Accounting Identity Errors and MMT

Just a quick bit of evidence for my claim that many people who adopt the MMT mindset quickly lapse into error.

Here's an excerpt from a post at Asymptosis:

...suppose someone says:

1. We should reduce government debt.

2. There’s not much we can do about net imports, the trade imbalance.

(Exports are determined largely by international demand, and we don’t want to use trade policy to deny our people the benefits of cheap imported goods.)

3. People should save more.

This is impossible, by accounting identity.

No. It. Isn't.

The government can definitely reduce its debt while people save more and the trade imbalance remains. Because there is no necessity for the government or the foreign sector to run a deficit for people to save.

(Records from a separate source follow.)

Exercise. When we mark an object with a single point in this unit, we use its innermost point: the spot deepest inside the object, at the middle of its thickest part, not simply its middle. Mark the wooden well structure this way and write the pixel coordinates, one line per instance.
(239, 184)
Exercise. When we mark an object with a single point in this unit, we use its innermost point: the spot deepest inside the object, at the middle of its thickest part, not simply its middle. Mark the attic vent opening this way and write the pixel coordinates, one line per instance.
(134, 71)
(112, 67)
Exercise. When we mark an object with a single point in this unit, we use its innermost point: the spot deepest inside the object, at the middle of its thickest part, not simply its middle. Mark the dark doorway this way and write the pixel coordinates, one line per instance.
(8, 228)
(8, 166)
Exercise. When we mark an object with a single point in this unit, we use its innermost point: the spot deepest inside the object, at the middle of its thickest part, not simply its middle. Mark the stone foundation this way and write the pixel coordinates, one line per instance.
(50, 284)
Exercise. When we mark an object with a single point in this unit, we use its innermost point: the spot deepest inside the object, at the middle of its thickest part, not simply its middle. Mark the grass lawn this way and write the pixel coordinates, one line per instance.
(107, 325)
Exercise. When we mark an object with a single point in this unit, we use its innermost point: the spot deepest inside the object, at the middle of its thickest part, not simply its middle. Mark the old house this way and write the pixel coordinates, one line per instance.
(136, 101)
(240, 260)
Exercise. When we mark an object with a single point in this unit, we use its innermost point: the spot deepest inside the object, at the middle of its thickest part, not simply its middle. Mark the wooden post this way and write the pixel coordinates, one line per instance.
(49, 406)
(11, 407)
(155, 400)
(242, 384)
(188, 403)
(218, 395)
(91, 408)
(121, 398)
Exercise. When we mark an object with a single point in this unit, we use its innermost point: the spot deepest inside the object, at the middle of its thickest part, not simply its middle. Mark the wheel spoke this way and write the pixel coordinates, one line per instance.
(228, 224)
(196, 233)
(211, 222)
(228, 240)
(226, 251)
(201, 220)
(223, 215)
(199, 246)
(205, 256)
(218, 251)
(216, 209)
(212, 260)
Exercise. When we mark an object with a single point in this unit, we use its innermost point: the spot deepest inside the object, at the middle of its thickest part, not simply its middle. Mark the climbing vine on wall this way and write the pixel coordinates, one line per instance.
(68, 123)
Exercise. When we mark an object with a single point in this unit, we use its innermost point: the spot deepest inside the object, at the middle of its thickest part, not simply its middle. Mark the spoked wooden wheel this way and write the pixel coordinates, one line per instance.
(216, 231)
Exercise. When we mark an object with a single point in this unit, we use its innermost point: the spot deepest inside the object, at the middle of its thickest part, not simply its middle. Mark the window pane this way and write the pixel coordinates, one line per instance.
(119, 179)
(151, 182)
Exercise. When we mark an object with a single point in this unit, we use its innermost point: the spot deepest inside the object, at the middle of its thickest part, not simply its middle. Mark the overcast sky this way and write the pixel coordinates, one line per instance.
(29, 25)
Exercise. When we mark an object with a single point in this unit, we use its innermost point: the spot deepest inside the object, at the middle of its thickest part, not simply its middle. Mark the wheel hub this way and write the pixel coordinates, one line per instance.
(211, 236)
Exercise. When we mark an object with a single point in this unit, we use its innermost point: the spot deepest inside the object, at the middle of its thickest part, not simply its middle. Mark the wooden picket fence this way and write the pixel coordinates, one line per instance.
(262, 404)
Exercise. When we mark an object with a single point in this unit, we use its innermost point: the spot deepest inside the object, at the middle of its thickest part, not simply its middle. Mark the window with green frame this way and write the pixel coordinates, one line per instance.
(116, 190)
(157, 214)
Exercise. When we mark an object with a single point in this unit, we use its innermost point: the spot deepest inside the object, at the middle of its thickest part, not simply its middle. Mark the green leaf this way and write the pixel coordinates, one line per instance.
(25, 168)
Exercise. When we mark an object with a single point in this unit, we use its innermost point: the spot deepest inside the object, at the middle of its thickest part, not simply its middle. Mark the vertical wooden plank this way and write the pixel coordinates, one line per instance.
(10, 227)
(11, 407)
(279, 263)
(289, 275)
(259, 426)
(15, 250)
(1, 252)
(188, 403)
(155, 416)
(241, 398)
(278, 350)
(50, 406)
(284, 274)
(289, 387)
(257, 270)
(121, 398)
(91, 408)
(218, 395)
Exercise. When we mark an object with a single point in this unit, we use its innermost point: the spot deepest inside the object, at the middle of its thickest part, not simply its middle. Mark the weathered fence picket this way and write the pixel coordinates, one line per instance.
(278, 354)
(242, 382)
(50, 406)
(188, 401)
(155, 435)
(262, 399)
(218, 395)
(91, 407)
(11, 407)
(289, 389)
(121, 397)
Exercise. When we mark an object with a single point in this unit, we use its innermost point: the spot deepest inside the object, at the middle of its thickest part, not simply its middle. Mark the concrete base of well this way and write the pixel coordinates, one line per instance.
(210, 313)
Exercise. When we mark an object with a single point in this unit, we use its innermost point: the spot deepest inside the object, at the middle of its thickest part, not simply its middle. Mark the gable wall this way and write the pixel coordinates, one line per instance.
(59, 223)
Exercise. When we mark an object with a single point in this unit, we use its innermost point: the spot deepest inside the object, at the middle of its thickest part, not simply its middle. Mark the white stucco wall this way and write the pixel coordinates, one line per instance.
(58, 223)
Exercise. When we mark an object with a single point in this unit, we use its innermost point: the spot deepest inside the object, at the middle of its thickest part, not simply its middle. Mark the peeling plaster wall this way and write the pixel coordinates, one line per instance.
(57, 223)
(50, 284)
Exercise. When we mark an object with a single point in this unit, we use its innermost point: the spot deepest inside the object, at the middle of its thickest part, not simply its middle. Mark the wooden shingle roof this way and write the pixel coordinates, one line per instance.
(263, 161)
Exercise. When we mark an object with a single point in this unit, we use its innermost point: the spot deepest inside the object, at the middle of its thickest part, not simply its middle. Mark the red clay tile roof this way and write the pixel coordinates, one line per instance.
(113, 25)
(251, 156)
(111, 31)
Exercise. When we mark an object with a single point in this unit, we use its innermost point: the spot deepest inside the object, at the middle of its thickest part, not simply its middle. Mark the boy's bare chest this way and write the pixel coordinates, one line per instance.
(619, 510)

When someone says, "people should save more," they are almost never saying that the entire private sector should "net save." They are saying that working people should consume less than their income, so that they will have some money to spend when their income shrinks because of unemployment or retirement. People can do this by putting money in savings and money market accounts, or by buying stocks and bonds.

This type of savings doesn't create new net financial assets for the private sector, since every purchase of this kind of asset is someone else's liability. But that doesn't mean people aren't saving.

Any time someone tells you an accounting identity means that something you see going on all the time is impossible, you can be sure that guy has the accounting wrong.